In order to conduct operations for separating the substrates from the adhesive, electronic manufacturers utilize methods, for example, comprising heating the glass and heat sink attached by the adhesive to a high temperature and inserting wires between the two substrates to separate the substrates from the adhesive. In this case, however, there are problems that all the processes should be performed by hand and a mistaken operation in the process causes damages to the substrates, thus making it difficult to recycle highly expensive plasma display glass. Accordingly, there is a need for the development of releasable adhesives which allow easy separation of substrates attached to each other by the adhesives, without special hand operations or damages.

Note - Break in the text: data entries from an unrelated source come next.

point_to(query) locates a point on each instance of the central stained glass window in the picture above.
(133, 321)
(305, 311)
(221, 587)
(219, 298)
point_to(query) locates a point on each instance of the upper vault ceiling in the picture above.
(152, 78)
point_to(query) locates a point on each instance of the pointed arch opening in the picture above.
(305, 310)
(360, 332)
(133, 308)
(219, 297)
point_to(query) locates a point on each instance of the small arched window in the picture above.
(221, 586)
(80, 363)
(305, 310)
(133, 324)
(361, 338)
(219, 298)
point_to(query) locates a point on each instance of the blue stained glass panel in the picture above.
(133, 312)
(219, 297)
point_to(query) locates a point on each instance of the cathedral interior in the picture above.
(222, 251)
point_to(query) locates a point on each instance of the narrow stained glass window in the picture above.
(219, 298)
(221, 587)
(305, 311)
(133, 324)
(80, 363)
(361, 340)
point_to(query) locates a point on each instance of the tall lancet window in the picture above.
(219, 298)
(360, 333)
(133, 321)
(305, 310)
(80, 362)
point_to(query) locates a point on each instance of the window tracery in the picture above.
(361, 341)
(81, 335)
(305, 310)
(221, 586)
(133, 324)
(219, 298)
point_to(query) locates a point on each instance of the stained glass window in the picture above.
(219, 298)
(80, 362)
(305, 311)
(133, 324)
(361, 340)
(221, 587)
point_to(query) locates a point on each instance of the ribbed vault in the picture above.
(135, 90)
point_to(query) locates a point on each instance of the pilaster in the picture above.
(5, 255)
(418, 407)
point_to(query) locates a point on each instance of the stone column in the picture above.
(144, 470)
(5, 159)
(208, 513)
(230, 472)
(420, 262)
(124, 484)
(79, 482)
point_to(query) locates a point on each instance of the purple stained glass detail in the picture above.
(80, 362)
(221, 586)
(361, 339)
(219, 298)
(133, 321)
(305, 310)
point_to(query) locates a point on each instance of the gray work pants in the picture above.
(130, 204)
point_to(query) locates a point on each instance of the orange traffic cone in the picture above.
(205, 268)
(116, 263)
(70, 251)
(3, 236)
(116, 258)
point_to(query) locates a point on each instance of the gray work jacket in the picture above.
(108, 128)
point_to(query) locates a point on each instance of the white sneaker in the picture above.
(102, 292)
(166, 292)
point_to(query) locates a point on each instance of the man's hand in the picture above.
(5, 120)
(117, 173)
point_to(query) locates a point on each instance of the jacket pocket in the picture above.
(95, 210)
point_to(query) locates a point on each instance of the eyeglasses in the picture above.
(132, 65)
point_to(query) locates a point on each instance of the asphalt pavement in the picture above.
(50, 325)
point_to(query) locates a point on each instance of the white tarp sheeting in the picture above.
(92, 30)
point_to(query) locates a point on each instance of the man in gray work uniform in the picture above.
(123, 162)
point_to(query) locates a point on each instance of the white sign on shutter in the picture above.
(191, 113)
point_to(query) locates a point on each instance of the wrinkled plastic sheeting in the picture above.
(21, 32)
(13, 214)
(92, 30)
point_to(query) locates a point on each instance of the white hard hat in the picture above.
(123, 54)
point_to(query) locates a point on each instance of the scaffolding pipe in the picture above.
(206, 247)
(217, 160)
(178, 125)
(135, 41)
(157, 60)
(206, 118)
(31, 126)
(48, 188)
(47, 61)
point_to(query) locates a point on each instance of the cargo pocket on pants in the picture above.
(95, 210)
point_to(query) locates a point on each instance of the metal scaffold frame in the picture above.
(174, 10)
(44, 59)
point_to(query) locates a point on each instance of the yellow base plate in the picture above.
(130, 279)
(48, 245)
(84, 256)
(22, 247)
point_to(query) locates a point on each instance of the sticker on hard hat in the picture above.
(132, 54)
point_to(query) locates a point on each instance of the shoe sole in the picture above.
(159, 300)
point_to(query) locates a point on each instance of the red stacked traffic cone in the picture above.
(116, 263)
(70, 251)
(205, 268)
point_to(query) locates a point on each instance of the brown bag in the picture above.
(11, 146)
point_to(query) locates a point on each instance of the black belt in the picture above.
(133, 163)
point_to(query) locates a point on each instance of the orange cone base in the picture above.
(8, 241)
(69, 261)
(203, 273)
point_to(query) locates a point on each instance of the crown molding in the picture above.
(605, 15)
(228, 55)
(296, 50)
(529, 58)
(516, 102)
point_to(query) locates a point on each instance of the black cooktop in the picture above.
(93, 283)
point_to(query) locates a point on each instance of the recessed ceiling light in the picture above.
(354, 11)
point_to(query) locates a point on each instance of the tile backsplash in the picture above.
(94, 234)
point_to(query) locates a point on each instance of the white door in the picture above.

In the prior art relating to releasable adhesives, an adhesive containing a foaming agent to make its release easy is disclosed in, for example, Japanese Patent Laid-Open Publication No. Hei 5-279636. In the case of this adhesive containing the foaming agent, the expansion of the foaming agent by heat treatment allows easy separation of each substrates attached to each other by the adhesive.
Also known are an adhesive containing a side chain-crystallizable polymer (Japanese Patent Laid-Open Publication No. Hei 9-249858) and an adhesive containing a heat-curable compound (Japanese Patent Laid-Open Publication No. Hei 10-25456). In the case of the adhesive containing a side chain-crystallizable polymer disclosed in Japanese Patent Laid-Open Publication No. Hei 9-249858, the polymer is crystallized at a temperature of about less than 15° C., and so under this temperature the adhesion strength of the adhesive reduces, which makes the release of the adhesive easy. The adhesive disclosed in Japanese Patent Laid-Open Publication No. Hei 10-25456 is cured by heating to about 50-150° C., resulting in a reduction in its adhesion strength. In addition, Japanese Patent Laid-Open Publication No. Hei 1-249877 discloses a UV-curable adhesive which is cured by UV, resulting in a reduction in its adhesion strength. These adhesives, which utilize the relation between the curing of the adhesives and changes of the adhesion strength in the adhesives, are applied mainly to adhesive tapes for semiconductor dicing.
However, the above-described adhesives all have a problem that they are released at relatively low temperatures. Particularly, the UV-curable adhesive has problems that it requires much cost in its application and cannot be applied to UV-impermeable materials. And thus they have many limitations in the application as an adhesive for such materials as generating heat, for example, heat-dissipating sheets of electronic products.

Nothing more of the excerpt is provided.